Calendrier de l’Avent – Episode 12 – 12/12 FC Metz

Calendrier de l’Avent – Episode 12 – 12/12 FC Metz

En ce 12 décembre, on s’intéressera au Football Club de Metz.

Les Messins, de retour en Ligue 1 cette année, disputent leur soixante et unième saison dans l’élite.

En effet, les grenats, habitués à la première division, détiennent une place importante dans la hiérarchie du football français.

Néanmoins, le club mosellan oscille aujourd’hui entre la Ligue 1 et la Ligue 2, ne parvenant pas à se stabiliser au plus haut niveau.

Ainsi, pour cette saison 2019/2020, les supporters messins, connus pour leur passion du ballon rond, n’espèrent qu’une chose, le maintien en L1 du club à la Croix de Lorraine.

 

#1 – Le FC Metz, un club historique du football français, à la recherche d’une stabilité dans l’élite.

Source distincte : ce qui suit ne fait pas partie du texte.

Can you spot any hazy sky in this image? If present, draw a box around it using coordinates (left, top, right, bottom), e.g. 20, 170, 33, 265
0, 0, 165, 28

Photo fcmetz.com La fameuse chenille messine après la victoire en Coupe de la Ligue en 1996 contre l’Olympique Lyonnais, au Parc des Princes.

 

En 1919, sera fondé le Cercle Athlétique Messin, quatre ans avant la création du Stade Saint-Symphorien.

Ce n’est qu’en 1932 que le club sera rebaptisé et que le FC Metz verra le jour. Il intègrera alors d’emblée le niveau professionnel.

Ainsi, le club mosellan dispute ses premières saisons dans l’élite et termine régulièrement en milieu de tableau.

De surcroît, l’équipe se hisse, en 1938, jusqu’en finale de la Coupe de France, en s’inclinant seulement contre l’Olympique de Marseille dans les prolongations.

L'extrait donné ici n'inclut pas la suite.